The Task Directive

Beyond Regular Loops

Regular vs. Irregular Structures

So far we’ve discussed regular structures:

  • Loops with known start and end

  • Fortran array constructs

Many problems have irregular structures:

  • Recursive algorithms

  • Linked lists

  • Loops with unknown end (e.g., while loops)

  • Divide and conquer algorithms

  • And more…

Note

Depending on the details, irregular structures might still be parallelizable using tasks.

The Task Construct

The task construct provides a flexible way to express parallelism for irregular problems.

Key Concept

Tasks allow you to create units of work that can be executed by any thread in the team, now or later.

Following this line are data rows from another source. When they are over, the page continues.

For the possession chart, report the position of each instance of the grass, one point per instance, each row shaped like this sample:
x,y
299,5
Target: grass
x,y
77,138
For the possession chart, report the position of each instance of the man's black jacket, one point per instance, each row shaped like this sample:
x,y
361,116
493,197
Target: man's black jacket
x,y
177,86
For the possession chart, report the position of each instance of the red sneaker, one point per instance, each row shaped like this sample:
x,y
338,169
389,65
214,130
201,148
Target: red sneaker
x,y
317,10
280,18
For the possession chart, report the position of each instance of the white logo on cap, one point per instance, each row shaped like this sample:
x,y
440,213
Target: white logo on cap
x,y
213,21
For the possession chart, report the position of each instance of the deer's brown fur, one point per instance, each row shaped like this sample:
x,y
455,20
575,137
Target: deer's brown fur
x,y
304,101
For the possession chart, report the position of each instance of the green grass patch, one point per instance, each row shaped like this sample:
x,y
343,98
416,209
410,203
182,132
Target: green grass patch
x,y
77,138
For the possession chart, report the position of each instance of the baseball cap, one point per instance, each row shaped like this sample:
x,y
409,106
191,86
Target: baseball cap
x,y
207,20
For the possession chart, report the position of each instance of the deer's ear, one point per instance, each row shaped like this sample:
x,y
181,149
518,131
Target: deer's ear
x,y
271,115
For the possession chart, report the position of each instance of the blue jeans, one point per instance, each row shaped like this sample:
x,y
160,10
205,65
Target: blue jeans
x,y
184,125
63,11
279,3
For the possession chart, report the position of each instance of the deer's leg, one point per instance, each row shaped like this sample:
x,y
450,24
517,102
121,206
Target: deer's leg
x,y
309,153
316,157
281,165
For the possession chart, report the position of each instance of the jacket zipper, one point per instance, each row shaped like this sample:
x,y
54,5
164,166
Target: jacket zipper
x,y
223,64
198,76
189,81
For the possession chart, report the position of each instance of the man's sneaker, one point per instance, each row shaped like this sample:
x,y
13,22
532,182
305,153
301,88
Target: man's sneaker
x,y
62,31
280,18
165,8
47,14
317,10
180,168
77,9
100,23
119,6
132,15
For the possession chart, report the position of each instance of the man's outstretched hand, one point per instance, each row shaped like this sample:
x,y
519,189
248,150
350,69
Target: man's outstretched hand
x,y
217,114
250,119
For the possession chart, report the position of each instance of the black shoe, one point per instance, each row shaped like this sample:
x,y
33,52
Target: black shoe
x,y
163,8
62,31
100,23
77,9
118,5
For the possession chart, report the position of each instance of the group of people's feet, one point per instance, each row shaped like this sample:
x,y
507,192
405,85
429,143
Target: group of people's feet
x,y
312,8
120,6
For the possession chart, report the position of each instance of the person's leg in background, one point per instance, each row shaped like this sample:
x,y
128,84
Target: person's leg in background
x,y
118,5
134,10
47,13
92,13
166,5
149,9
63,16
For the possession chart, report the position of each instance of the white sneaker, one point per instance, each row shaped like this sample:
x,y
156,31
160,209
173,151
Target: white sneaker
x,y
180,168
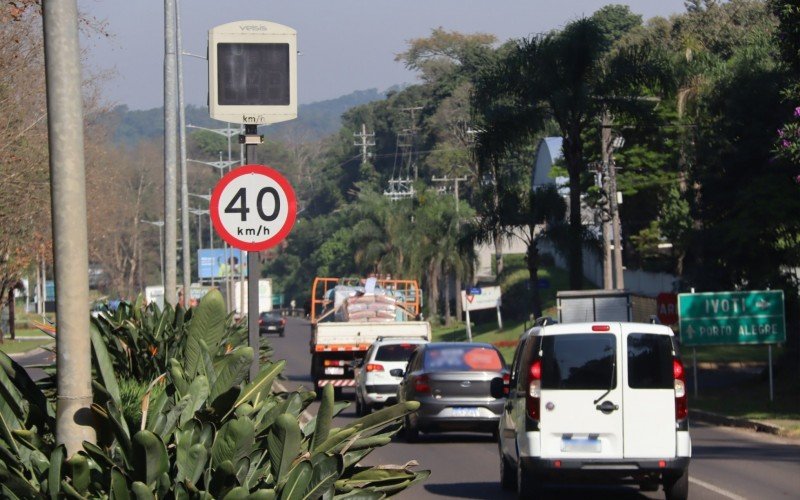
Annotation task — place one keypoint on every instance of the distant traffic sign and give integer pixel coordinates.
(732, 318)
(253, 207)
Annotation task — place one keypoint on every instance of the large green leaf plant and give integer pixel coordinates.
(203, 430)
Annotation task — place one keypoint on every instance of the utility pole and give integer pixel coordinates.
(458, 283)
(70, 235)
(413, 131)
(170, 156)
(609, 145)
(605, 141)
(186, 247)
(365, 142)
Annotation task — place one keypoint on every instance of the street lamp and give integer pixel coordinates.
(219, 165)
(160, 225)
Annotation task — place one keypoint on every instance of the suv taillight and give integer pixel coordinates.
(421, 384)
(681, 400)
(533, 396)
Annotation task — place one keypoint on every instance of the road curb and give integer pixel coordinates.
(743, 423)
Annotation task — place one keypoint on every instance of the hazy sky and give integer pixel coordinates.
(346, 45)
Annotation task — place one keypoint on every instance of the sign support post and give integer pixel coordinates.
(251, 139)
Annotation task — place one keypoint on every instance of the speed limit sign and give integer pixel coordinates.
(253, 207)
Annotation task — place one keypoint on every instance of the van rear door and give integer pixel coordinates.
(581, 396)
(649, 391)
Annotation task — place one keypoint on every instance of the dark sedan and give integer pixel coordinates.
(453, 384)
(271, 323)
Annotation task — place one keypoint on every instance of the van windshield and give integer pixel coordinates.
(579, 361)
(650, 361)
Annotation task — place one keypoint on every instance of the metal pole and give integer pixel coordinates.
(251, 139)
(161, 252)
(170, 156)
(70, 240)
(186, 238)
(769, 357)
(605, 140)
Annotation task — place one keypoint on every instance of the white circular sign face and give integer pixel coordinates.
(253, 207)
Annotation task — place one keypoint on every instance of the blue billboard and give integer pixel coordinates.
(219, 262)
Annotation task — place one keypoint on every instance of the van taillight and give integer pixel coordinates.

The Task Directive in Fortran

Syntax

!$omp task [clauses]
    code body
!$omp end task

What It Does

Creates an “explicit task” from:

  • Code body

  • Data environment at that point

  • Place inside a parallel region

Execution

The task may execute:

  • When: Now or later

  • By whom: Encountering thread or other thread

The Task Directive in C

Syntax

#pragma omp task [clauses]
{
    code body
}

What It Does

Creates an “explicit task” from:

  • Code body

  • Data environment at that point

  • Place inside a parallel region

Execution

The task may execute:

  • When: Now or later

  • By whom: Encountering thread or other thread

Allowed Data Sharing Attributes for Tasks

Available Attributes

private:

  • Data is private to the task

firstprivate:

  • Data is private to the task

  • Data initialized when task directive is encountered

shared:

  • Data is shared

  • Only way to return a result from a task!

default:

  • Fortran: shared | private | firstprivate | none

  • C: shared | none

Data Sharing Without a default Clause

When no default is declared on a task directive:

Default Rules

If variable is shared by all implicit tasks in the current team:

Variable is: shared

Otherwise:

Variable is: firstprivate

Recommendation

Important

Use default(none) to be explicit about data sharing!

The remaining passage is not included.